Un vote symbolique, une défaite annoncée
Le contexte ? L’examen du projet de loi d’urgence agricole. Le gouvernement proposait déjà d’interdire les achats hors Union européenne, sauf indisponibilité. Mais Aurélie Trouvé a voulu aller plus loin : remplacer « Union européenne » par « territoire français ». Contre toute attente, l’amendement a été adopté par 64 voix contre 31, avec le soutien du Rassemblement national.
C’est strictement interdit par l’UE, vous le savez parfaitement, et vous refusez d’en sortir : donc encore de l’enfumage.
Vous faites comme le RN : mensonge sur mensonge.
DEHORS ! https://t.co/iSaeVbTJAS
— Florian Philippot (@f_philippot) May 29, 2026
Bruxelles veille
Le rapporteur Julien Dive (LR) et le gouvernement ont immédiatement crié au scandale, soulignant le caractère « non conforme au droit européen » du texte. Traduction : la France peut bien voter ce qu’elle veut, l’UE, elle, s’en moque éperdument. Libre circulation des marchandises, non-discrimination, règles des marchés publics… Autant de concepts bruxellois pour rappeler à Paris que la souveraineté alimentaire est un leurre.

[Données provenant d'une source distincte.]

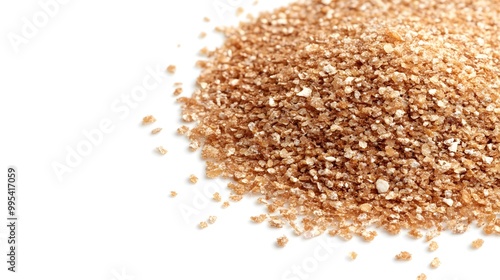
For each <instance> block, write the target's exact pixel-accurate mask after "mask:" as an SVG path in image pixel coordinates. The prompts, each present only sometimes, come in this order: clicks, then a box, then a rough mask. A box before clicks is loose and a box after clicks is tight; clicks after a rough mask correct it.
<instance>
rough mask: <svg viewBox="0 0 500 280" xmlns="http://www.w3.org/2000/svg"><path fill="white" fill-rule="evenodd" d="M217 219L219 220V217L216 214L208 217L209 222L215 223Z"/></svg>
mask: <svg viewBox="0 0 500 280" xmlns="http://www.w3.org/2000/svg"><path fill="white" fill-rule="evenodd" d="M215 221H217V217H216V216H210V217H208V223H209V224H213V223H215Z"/></svg>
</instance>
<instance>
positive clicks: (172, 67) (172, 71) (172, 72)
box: [167, 65, 177, 74]
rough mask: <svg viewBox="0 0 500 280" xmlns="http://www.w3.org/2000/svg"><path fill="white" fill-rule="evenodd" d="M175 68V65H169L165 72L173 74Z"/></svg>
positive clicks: (176, 69) (174, 72)
mask: <svg viewBox="0 0 500 280" xmlns="http://www.w3.org/2000/svg"><path fill="white" fill-rule="evenodd" d="M175 70H177V67H176V66H175V65H169V66H168V67H167V72H168V73H170V74H175Z"/></svg>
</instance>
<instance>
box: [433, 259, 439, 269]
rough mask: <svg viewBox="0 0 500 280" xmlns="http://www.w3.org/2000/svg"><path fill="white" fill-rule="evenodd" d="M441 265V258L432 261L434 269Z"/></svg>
mask: <svg viewBox="0 0 500 280" xmlns="http://www.w3.org/2000/svg"><path fill="white" fill-rule="evenodd" d="M440 265H441V261H440V260H439V258H434V259H432V261H431V267H432V268H438V267H439V266H440Z"/></svg>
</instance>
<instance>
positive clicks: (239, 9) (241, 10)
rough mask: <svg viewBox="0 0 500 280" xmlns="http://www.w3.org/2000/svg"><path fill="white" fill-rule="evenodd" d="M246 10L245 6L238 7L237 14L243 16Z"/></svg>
mask: <svg viewBox="0 0 500 280" xmlns="http://www.w3.org/2000/svg"><path fill="white" fill-rule="evenodd" d="M244 12H245V9H243V7H238V8H237V9H236V16H238V17H239V16H241V15H242V14H243V13H244Z"/></svg>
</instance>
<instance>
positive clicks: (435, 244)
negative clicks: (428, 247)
mask: <svg viewBox="0 0 500 280" xmlns="http://www.w3.org/2000/svg"><path fill="white" fill-rule="evenodd" d="M438 248H439V245H438V244H437V242H436V241H431V243H429V251H430V252H434V251H436V250H437V249H438Z"/></svg>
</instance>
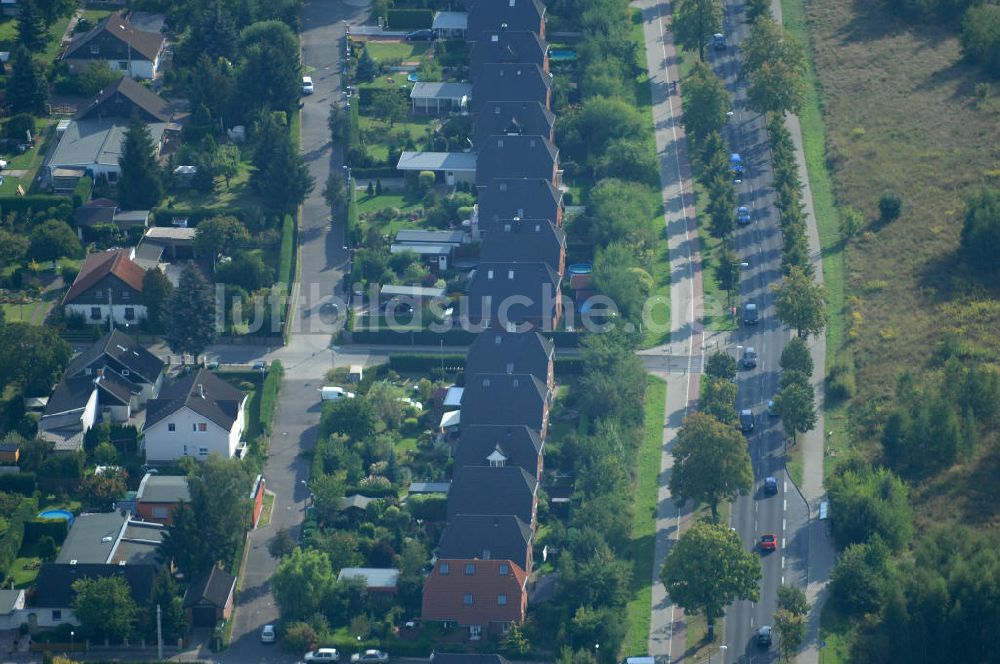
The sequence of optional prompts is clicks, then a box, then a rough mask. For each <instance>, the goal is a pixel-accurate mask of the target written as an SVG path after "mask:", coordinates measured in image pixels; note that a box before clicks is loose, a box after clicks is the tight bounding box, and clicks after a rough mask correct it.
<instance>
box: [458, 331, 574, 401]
mask: <svg viewBox="0 0 1000 664" xmlns="http://www.w3.org/2000/svg"><path fill="white" fill-rule="evenodd" d="M554 360H555V344H554V343H552V340H551V339H548V338H546V337H544V336H542V335H541V334H539V333H538V332H508V331H506V330H503V329H497V328H491V329H489V330H484V331H483V332H482V333H480V334H479V336H477V337H476V339H475V341H473V342H472V344H471V345H470V346H469V352H468V354H467V355H466V359H465V375H466V376H475V375H476V374H486V373H508V374H514V373H526V374H531V375H532V376H534V377H535V378H537V379H538V380H540V381H542V382H543V383H544V384H545V385H547V386H548V387H549V390H552V389H554V388H555V371H554V369H553V367H554Z"/></svg>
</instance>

Le RN et les écologistes : deux poids, deux mesures
Le Rassemblement national a saisi l’occasion pour dénoncer « la soumission » du gouvernement face aux « règles absurdes européennes ». Les écologistes, eux, ont préféré s’abstenir, certains allant jusqu’à déclarer préférer « du bio espagnol à Perpignan plutôt qu’un produit français non-bio ». La fibre patriotique a visiblement des limites.
Aurélie Trouvé, héroïne malgré elle
On imagine la scène : Aurélie Trouvé brandissant son amendement comme un étendard, protégeant nos enfants des légumes polonais et des yaourts bulgares. Belle image. Dommage que ce vote ne soit qu’un théâtre d’ombres. Un amendement mort-né, condamné par les traités que la France a elle-même signés.
L’UE, toujours gagnante
Pendant ce temps, les cantines continueront de se fournir où c’est le moins cher, c’est-à-dire souvent ailleurs. Aurélie Trouvé pourra tweeter sa « victoire » en se drapant dans le drapeau tricolore, avant que la Commission européenne ne lui rappelle, avec son sourire condescendant, que la France n’est pas souveraine sur son assiette.
La farce continue
Bravo donc à la députée LFI pour ce coup d’éclat. Grâce à elle, on sait désormais que l’on peut voter du 100 % France dans les cantines… tant qu’on ne le fait pas vraiment. L’Europe, elle, reste la grande gagnante. Comme toujours.